Poidełka lub, jak też są nazywane, pensjonaty dla pszczół powstały podczas dwudniowych warsztatów, które odbyły się w Instytucie Dizajnu w Kielcach. Przy okazji zajęć młodzież poznawała gatunki owadów, a także mogła skosztować miodu.
Jak wyjaśnia Jolanta Szymanowska z pracowni ceramiki w Instytucie Dizajnu, temat warsztatów był inspirowany sezonem wakacyjnym.
– Odpoczywamy, korzystamy z uroków lata, pijemy kolorowe napoje i pomyśleliśmy, dlaczego też pszczoły mają nie mieć tego komfortu. Tak narodził się pomysł na stworzenie pszczelich pensjonatów. W odróżnieniu od pszczelich hoteli jest to miejsce, gdzie pszczoły przylatują tylko na chwilę, żeby się ochłodzić, skorzystać z wody, która tam będzie – wyjaśniła Jolanta Szymanowska.
Owady będą wabione przez wybrane rośliny, które znajdą się w pensjonacie. Będą to między innymi mięta, oregano, melisa, czyli zioła, które można znaleźć w przydomowym zielniku.
Zanim jednak młodzież zaczęła budować poidełka, zdobyła wiedzę na temat pszczół, ich gatunków, czy życia. Uczestnicy byli zadowoleni. Klaudia Jarek przyznała, że pomysł o udziale w warsztatach podsunęła jej mama.

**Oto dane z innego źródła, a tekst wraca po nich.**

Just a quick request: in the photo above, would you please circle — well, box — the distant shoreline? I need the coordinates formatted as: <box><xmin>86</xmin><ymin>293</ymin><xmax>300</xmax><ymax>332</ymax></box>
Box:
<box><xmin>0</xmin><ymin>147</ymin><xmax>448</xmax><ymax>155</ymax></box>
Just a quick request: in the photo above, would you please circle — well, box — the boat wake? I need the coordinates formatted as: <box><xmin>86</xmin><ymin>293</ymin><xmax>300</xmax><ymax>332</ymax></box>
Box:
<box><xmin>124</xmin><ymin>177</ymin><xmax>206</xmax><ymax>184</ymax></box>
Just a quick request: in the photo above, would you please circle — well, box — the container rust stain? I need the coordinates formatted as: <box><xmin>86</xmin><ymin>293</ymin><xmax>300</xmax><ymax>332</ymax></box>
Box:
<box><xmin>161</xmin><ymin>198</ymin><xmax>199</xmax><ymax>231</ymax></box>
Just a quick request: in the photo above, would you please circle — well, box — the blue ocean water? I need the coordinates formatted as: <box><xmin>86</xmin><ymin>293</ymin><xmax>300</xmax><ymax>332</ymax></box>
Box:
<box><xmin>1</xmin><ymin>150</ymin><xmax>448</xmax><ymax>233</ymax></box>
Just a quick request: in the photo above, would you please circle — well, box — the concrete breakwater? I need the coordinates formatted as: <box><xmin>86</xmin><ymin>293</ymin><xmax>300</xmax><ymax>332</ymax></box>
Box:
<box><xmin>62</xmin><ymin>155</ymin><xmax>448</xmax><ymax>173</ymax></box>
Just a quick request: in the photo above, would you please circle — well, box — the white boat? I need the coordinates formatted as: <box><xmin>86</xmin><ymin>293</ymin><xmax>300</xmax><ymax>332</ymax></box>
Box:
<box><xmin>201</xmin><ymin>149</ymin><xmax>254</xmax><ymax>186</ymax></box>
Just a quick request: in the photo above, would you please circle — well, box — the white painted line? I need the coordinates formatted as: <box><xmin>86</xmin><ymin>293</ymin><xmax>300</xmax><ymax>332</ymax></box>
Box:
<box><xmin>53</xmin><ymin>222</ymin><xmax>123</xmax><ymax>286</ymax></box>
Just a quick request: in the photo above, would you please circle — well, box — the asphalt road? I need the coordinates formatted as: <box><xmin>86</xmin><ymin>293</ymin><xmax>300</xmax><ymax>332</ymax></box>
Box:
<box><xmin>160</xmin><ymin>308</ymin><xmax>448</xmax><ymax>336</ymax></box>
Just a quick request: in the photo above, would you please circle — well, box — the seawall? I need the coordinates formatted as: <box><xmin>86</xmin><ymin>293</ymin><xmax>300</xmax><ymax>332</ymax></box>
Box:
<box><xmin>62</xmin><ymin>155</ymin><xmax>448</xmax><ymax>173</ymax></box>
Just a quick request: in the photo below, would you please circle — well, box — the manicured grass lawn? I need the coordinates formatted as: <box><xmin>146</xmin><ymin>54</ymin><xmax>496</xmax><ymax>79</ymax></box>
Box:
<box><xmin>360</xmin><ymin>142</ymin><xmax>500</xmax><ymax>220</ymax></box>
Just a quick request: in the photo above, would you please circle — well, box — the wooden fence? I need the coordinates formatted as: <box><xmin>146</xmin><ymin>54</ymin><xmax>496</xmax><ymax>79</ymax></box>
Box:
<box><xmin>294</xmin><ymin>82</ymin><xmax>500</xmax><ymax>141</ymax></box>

– Uznałam, że mogłoby być fajnie i tak jest. Panuje sympatyczna atmosfera – wyjaśniła. – A projekt jest taki, że lepimy z gliny pensjonaty dla pszczół.
Pracy warsztatowiczów przyglądał się pan Wiesław, pszczelarz. Mówił, jak duże znaczenie dla pszczół mają poidełka.
– Szczególnie teraz, kiedy lata mamy coraz bardziej suche i brakuje opadów deszczu. A woda jest potrzebna do życia dla istot żywych. Bez wody nie ma tak zwanego cudu prawdy, jakim jest to, co widzimy po otwarciu ula – wyjaśnił.
Instytut Dizajnu planuje zorganizować podobne warsztaty dla dorosłych.